Like many, like many, I think war widows after, they wanted to stay true to their husband.
And this is true of all the material that Mum kept, searching for answers about her husband during the during the war time and also showed me the strength of not only the love between them, but also the strength my mother had, like many other war widows, to bring up two young kids. Because she had no idea what was going to happen to her husband,
I won't tell you the dream that she had just before the end of the war, but it showed to me what love meant and also the courage of my mother to start a new career as a law clerk, then as a singer, then as an artist and all the time during our very happy childhood days.
I never missed Dad because I didn't know him.I knew of him, and I got to know him by doing this, but it just shows, we were not aware, I wasn't, as a young teenager, of what Mum had gone through. Every now and then, Mum would go to Repat Hospital, and we'd think, "Oh, she's just tired." No, it was a nervous breakdown. But we didn't understand it until much later.
And it's a story that's true, no matter which side of war we are on. People are damaged. Very seriously damaged.
But they learn how to cope. Mum had similar things that Dad had, learning how to cope with what cards she's been dealt at the time. She had the love that she had for us and obviously my father had for us both. And to me, it is a wonderful story.

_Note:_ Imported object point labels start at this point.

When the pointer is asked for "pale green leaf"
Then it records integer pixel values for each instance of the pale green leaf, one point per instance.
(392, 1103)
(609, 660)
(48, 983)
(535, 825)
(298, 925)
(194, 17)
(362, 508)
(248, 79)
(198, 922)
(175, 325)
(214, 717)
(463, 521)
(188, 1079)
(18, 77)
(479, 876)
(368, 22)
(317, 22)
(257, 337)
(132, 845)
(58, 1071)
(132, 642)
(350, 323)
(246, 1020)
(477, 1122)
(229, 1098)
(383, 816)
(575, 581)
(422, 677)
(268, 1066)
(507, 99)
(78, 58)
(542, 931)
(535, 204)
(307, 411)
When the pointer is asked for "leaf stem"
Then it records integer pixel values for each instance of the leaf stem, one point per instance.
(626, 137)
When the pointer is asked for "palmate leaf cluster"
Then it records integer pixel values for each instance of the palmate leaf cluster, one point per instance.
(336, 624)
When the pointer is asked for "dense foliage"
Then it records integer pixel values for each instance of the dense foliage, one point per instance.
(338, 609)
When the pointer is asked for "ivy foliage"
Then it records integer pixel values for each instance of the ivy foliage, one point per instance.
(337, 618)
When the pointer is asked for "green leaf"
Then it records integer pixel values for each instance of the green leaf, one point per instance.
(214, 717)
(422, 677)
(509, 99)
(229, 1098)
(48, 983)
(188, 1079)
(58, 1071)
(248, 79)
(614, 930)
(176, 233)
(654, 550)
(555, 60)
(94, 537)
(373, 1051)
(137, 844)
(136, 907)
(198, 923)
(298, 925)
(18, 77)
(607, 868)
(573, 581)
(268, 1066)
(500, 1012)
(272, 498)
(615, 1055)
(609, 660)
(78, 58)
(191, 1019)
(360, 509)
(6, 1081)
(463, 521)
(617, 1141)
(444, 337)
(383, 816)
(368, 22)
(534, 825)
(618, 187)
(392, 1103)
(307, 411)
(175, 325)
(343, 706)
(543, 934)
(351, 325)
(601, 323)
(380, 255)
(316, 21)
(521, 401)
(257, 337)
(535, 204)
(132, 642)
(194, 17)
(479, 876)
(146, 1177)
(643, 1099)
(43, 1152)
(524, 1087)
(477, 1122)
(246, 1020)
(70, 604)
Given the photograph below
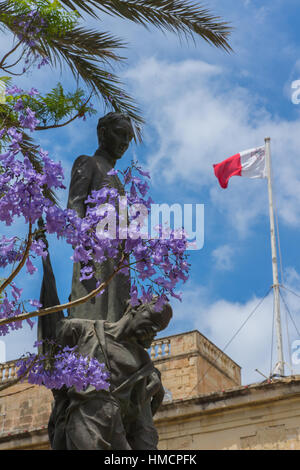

So having completed this little book,I can reach a top shelf now. At having completed it, Ray Martin was having a talk to me, he saw it on my kitchen table and said "That cannot stay on your kitchen table. It's too important a story to be told."
So he put me in touch with Peter Rubenstein, who was doing a lot of video work for Ray and other TV shows, and Peter said "Can I show this to my friend Peter Rees?" And I said "Yes, absolutely"
Because that's not a Penguin pocket edition that's going to be easily read, and then Peter rang me up.
He read the whole 1300 pages. Well done, Peter.
And he said, "I'd like to write the story."
And what Peter's done is transferred this, and this in itself is a book in its own right. And it's just to me, it's amazing. Actual accounts. Every day, everything that happened, nothing taken out.
Peter ended up with a lovely narrative about what it means to be human. What it means to love. To understand what it means to suffer. To understand what it means to be lost. And to understand how to recover from that loss. And live a full and rich life and understand what life is about, that comes in this book and it comes in the narrative that Peter and Sue have written, and I thank them both for the dedication they had in writing this story.
And I do hope you read Peter's book because it does tell a very important thing to understand in life - that life is important. People are important. Love is imperative. Thank you.